Pipelines are easily deployed in a few clicks.

Setting a Schedule

Schedules can be configured via a number of pre-defined intervals or a custom one defined by a user-provided 5-character cron string. This is compatible with the standard cron spec and can be generated via cron string calculators available online.

Configuring Notifications

Notifications can be configured to trigger on any pipeline execution failure. Kaspian offers support for Slack, MS Teams, email, and text notifications. These can be selected via the Notifications dropdown.

Pipeline Actions

There are 2 main modes for a pipeline: an Activated state and a Deactivated state. When a pipeline is activated, it will run at the specified schedule. When a pipeline is inactive, it will not run. When activating a pipeline, a pop-up appears to select a specific pipeline snapshot. Only pipeline snapshots can be activated, so one must be created first.

In the activated state, a pipeline can be started ad-hoc at any point in time. In addition, a currently-running pipeline can be stopped at any time.

Previous pipeline executions are depicted as a series of colored dots within the same row as each active Pipeline. The colors correspond to the following statuses:

  • Blue: currently executing
  • Red: failed
  • Green: succeeded
  • Gray: canceled

Each dot can be clicked to visit the Inspector view of that specific execution.

Configuring Execution (Beta)

For tuning compute resources for pipeline executions or passing additional configuration options to specific pipeline tasks, Kaspian allows setting Spark parameters at the task level within the Pipeline Builder.

Since only pipeline snapshots can be executed, execution can only be configured for snapshots in the Pipeline Builder. To configure a task, navigate to a specific version of a pipeline within the Pipeline Builder, and click on a task.

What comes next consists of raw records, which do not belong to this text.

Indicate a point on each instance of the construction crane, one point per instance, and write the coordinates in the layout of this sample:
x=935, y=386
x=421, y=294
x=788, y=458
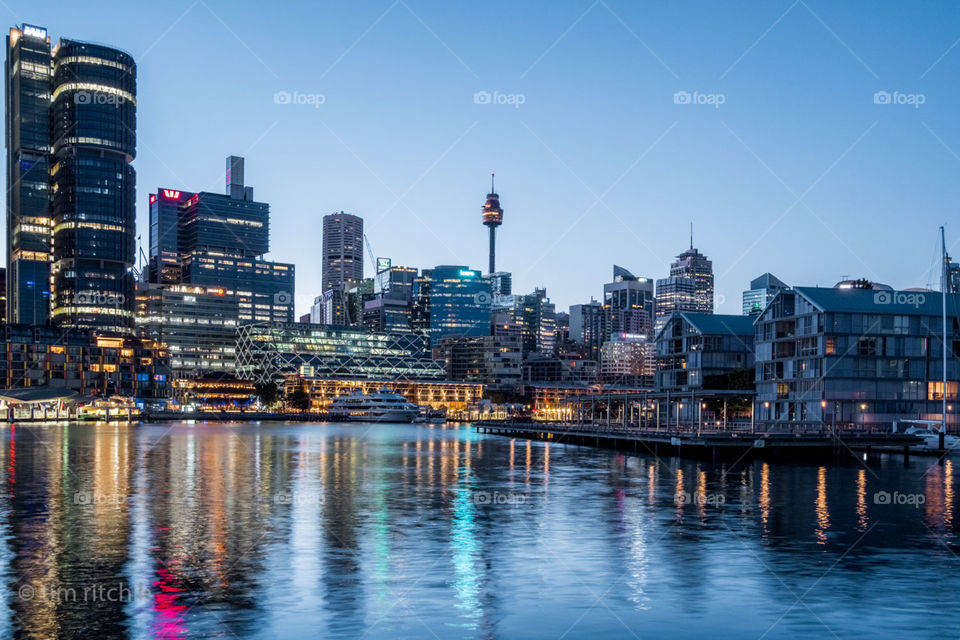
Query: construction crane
x=377, y=284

Then press the “Configure” button in the graph toolbar.

Clicking on the “Configure” button reveals the following form:

Click “Save” to persist these settings for all future executions of the pipeline snapshot task, or click outside the form to cancel.

Spark Parameters

  1. Driver Memory: RAM allocated to the Spark driver (default: 1g, or 1 gigabyte)
  2. Driver Cores: Number of cores allocated for the Spark driver (default: 1 core)
  3. Executor Memory: RAM allocated to each Spark executor (default: 1g, or 1 gigabyte)
  4. Executor Cores: Number of cores allocated for each Spark executor (default: 1 core)
  5. Number of Executors: Number of Spark executors allocated for the task (default: 1 executor)

Additional Configuration JSON (Advanced)

For more involved task execution customization, use the “Additional Configuration” section to pass in Spark configuration parameters as a JSON object.